There is no unambiguous answer to whether a self-care product is cheaper when it is sold on prescription. If a self-care product is eligible for reimbursement by Kela, it may be cheaper to purchase it on prescription. The terms and conditions of private insurance policies also often require self-care products to be bought on prescription.
The pharmacy will be able to provide advice on the cheapest and most sensible option in each case.
Do the prices of medicines change?
When the Finnish Medicines Agency (Fimea) has confirmed marketing authorisation for a medicinal product, the pharmaceutical company can introduce it to the market and determine its wholesale price if the product is not covered by the reimbursement system.

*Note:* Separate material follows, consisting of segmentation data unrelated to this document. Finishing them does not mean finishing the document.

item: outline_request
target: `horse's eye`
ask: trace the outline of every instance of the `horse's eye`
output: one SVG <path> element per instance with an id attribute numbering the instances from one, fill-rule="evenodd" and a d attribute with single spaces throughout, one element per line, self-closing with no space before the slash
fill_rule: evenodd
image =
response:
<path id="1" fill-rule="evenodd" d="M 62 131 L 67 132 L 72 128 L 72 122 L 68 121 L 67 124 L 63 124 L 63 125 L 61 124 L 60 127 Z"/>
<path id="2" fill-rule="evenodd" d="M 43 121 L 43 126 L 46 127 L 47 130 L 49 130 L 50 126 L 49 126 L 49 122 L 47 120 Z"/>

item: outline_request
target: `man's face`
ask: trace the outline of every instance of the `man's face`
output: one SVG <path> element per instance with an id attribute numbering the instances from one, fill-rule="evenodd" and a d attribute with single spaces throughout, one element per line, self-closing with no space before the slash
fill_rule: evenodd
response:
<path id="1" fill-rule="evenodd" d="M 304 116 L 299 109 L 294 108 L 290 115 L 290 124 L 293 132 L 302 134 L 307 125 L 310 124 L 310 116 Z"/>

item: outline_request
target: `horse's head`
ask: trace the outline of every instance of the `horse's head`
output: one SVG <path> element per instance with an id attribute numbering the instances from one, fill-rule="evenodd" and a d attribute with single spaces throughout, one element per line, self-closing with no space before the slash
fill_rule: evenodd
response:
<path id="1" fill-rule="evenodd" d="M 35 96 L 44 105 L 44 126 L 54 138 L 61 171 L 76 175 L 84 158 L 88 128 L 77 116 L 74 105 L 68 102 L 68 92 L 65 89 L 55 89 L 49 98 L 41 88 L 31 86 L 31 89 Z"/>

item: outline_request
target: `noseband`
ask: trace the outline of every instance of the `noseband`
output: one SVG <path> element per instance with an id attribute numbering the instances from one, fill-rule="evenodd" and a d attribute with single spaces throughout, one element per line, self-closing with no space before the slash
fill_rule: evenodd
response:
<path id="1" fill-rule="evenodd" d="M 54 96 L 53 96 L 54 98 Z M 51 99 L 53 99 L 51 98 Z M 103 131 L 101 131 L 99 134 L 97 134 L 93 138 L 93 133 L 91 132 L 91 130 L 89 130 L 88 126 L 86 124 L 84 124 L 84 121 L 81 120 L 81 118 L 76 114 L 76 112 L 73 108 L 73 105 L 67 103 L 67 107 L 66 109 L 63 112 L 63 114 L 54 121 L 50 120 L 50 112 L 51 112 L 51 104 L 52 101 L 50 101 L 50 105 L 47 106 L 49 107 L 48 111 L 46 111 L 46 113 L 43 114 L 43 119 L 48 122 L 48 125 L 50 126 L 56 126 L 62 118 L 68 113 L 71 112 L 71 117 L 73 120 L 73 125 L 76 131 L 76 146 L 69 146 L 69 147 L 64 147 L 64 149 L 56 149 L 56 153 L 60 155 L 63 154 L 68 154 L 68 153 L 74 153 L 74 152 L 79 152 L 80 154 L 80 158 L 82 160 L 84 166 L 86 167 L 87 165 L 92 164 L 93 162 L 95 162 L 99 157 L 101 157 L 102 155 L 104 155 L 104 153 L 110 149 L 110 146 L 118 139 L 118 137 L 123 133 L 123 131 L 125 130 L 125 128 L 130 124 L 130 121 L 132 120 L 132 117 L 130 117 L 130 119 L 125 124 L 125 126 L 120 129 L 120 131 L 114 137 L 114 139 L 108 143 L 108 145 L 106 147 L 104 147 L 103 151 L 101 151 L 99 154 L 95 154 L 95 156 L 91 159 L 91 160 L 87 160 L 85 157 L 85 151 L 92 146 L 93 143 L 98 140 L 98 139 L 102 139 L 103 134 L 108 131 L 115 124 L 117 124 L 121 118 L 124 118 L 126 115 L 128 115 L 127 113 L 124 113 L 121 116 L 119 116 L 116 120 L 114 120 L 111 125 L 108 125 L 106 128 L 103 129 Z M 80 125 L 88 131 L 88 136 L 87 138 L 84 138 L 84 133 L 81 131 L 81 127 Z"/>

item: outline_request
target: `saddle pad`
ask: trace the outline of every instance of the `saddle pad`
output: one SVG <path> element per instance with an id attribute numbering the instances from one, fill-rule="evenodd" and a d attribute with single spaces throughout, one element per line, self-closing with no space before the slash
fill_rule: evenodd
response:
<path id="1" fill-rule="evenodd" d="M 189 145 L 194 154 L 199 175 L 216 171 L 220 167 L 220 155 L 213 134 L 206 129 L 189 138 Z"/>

If the pharmaceutical company wishes to make the product reimbursable, the company must apply for the product to be included in the medicine reimbursement system. Eligibility for reimbursement is granted by the Pharmaceuticals Pricing Board, which also confirms a reasonable wholesale price for the product. This price is the limit that the pharmaceutical company cannot exceed.
Decisions concerning reimbursement and the wholesale price are always fixed-term and valid for up to five years. Then the company must apply for an extension with the Pharmaceuticals Pricing Board. However, the reimbursability and maximum wholesale prices of products covered by the reference price system are valid until further notice.
What is a reference price?
A reference price group is a group of reimbursable and mutually interchangeable medicinal products that have been granted marketing authorisation. Fimea determines interchangeability for products which contain the same active pharmaceutical ingredient in the same amount and which are of equal biological value.
In the reference price system, products are grouped every three months, and the product with the lowest price in the group determines the reference price. The reference price is the maximum price based on which the Kela reimbursement is calculated for a medicine.
If the customer selects a medicine which is priced higher than the reference price and its replacement is not specifically prohibited on the prescription, the customer must pay for the portion of the price that exceeds the reference price.
What is the difference between proprietary products and generic products?
According to Fimea, a proprietary product is a medicinal product introduced to the market by the party that developed the active pharmaceutical ingredient, or by a party authorised by them.
A generic product is a medicine that contains the same active pharmaceutical ingredient as the proprietary product and has the same strength and pharmaceutical form as the corresponding proprietary product.
Generic products can be brought to the market once the patent for the proprietary product has expired. With certain exceptions, the reasonable wholesale price confirmed for them cannot be higher than 50% of the maximum wholesale price confirmed for the proprietary product.
If generic products constitute a reference price group, the Pharmaceuticals Pricing Board usually requires the maximum wholesale price of the proprietary product to be reduced to the price level of the generic products after a year to ensure that it maintains its reimbursement status.
Can pharmaceutical companies compete through pricing?
A pharmaceutical company can change the price of a product every two weeks, but it is difficult to compete through medicine prices. Price competition in the market reduces medicine prices, especially if the products are covered by the reference price system.
According to the Government Decree on the Tariff of Medicines, a pharmacy can give discounts to people with a front-soldier badge, a front-line service badge, a front-line badge, a veteran badge or a certificate of participation in mine clearance operations.
Pharmacies are also allowed to give loyal customer discounts on self-care products.
Orion's portfolio development team in Commercial Operations Finland was interviewed for this article.